How is this different from the sort of symbolic regression that was in packages like Eurequa?

How long before this goes Sokal?

Interesting, it might be best positioned as a expert provision of a second opinion on an analysis already done, which has benefited from being structured by “the creative human mind” as Jaynes put it. Similar idea to zbicyclist wanting some checks of work done by analysts because as he notes “I find analysts skipping them”.

Its is the structuring of the analysis that is creative, its implementation is mostly route, but then the noticing of what’s wrong and how it can be made less wrong that is again creative. So automating the middle part seems very sensible and would provide strong encouragement to statistical analysts to be more careful and thorough (given how easy it might become for collaborators and clients to get an “informed” second opinion about their work.)

And my guess most of the errors in statistical applications are in the implementation as it can be route boring and considered “low level work”.

Im curious as to why it is so difficult to deal with missing data in the input file?

For example in R the one line of code would be something like the following:

dat<-dat[is.finite(dat)]

dat<-dat[complete.cases(dat),]

Missing data cannot be patently ignored in this way since it may lead to a systematic bias in the analysis. Data can be missing for all sorts of non-trivial reasons which must be incorporated into the analysis. By only allowing complete data this program is either 1) limiting its usefulness to increasingly rare situations, or 2) leaving it up to the operator to figure out what to do with those missing cases.

The operator is in the best position to figure out what to do with those missing cases.

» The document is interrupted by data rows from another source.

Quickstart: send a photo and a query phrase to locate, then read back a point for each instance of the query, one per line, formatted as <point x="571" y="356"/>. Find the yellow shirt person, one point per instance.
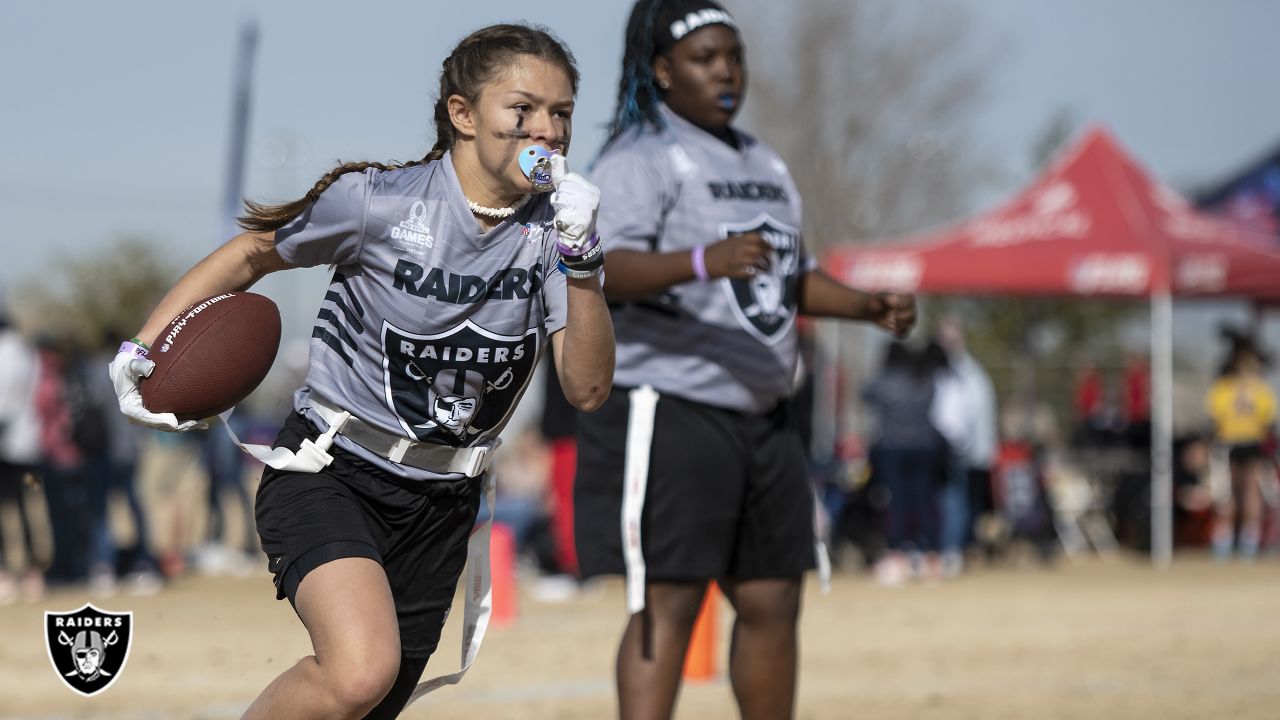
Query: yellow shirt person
<point x="1242" y="409"/>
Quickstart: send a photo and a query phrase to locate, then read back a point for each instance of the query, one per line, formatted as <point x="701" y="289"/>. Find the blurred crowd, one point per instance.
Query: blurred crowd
<point x="73" y="511"/>
<point x="941" y="475"/>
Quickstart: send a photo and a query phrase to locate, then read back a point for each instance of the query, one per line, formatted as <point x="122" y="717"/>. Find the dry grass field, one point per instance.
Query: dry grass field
<point x="1084" y="639"/>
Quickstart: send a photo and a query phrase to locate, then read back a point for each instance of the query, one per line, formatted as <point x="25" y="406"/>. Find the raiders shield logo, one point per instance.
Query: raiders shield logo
<point x="766" y="302"/>
<point x="88" y="647"/>
<point x="452" y="388"/>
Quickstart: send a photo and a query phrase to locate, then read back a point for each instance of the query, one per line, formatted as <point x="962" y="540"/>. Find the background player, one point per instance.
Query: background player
<point x="707" y="263"/>
<point x="444" y="294"/>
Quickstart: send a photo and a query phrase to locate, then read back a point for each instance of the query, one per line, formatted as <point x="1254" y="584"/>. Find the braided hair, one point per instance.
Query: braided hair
<point x="472" y="64"/>
<point x="638" y="89"/>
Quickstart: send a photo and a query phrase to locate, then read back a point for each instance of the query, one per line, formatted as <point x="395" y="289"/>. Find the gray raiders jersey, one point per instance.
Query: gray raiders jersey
<point x="727" y="342"/>
<point x="430" y="328"/>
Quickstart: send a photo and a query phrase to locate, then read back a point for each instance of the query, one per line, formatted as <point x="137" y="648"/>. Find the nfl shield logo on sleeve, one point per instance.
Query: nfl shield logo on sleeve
<point x="88" y="647"/>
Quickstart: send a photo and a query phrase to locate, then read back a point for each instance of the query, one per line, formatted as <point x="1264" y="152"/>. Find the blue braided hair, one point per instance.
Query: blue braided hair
<point x="638" y="90"/>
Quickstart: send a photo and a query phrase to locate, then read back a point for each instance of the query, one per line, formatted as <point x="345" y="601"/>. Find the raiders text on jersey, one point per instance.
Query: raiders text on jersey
<point x="754" y="191"/>
<point x="510" y="283"/>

This is not new, but is tantalizing. See examples from econometric practice:

PcGets (now, Autometrics in PC-Give/Oxmetrics): http://www.nuffield.ox.ac.uk/users/hendry/Papers/EvaluatingAutomaticModelSelectionJan2013.pdf

RETINA:http://journals.cambridge.org/action/displayFulltext?type=1&fid=281026&jid=ECT&volumeId=21&issueId=01&aid=281024

Others: http://econ.au.dk/fileadmin/site_files/filer_oekonomi/Working_Papers/CREATES/2011/rp11_28.pdf

[…] A while back I discussed the suggestion for a “deterministic statistical machine”–basically, statistical software that would automatically choose an appropriate analysis and then do it for you. It would be aimed at users who don’t know statistics, much as premade meals are aimed at people who can’t (or won’t) cook. Now someone’s invented such a machine. […]

I hope this works out one day, because searching for phenomenological trends among columns of a table is absolutely the most boring task for an applied statistician, and one of the least efficient uses of our time. It’s akin to asking a brain surgeon to apply a band-aid, but OK because (most) statisticians are relatively cheap. What should the applied statistician be doing? I say we should be planning/reviewing scientific research studies, grokking specific scientific fields with high potentialllll, and tackling the problems that are too difficult or too rare for a computer algorithm.

[…] Andrew Gelman comentou sobre o estatístico automático e resolvi testar. Como ainda é um protótipo, por […]

Hi Andrew,

Long time reader of this blog. I came across this work a while ago: http://jamesrobertlloyd.com/papers/kernel-model-checking.pdf

It has been on my reading list, but I think it goes at the heart of the model checking question that you post. Is this relevant?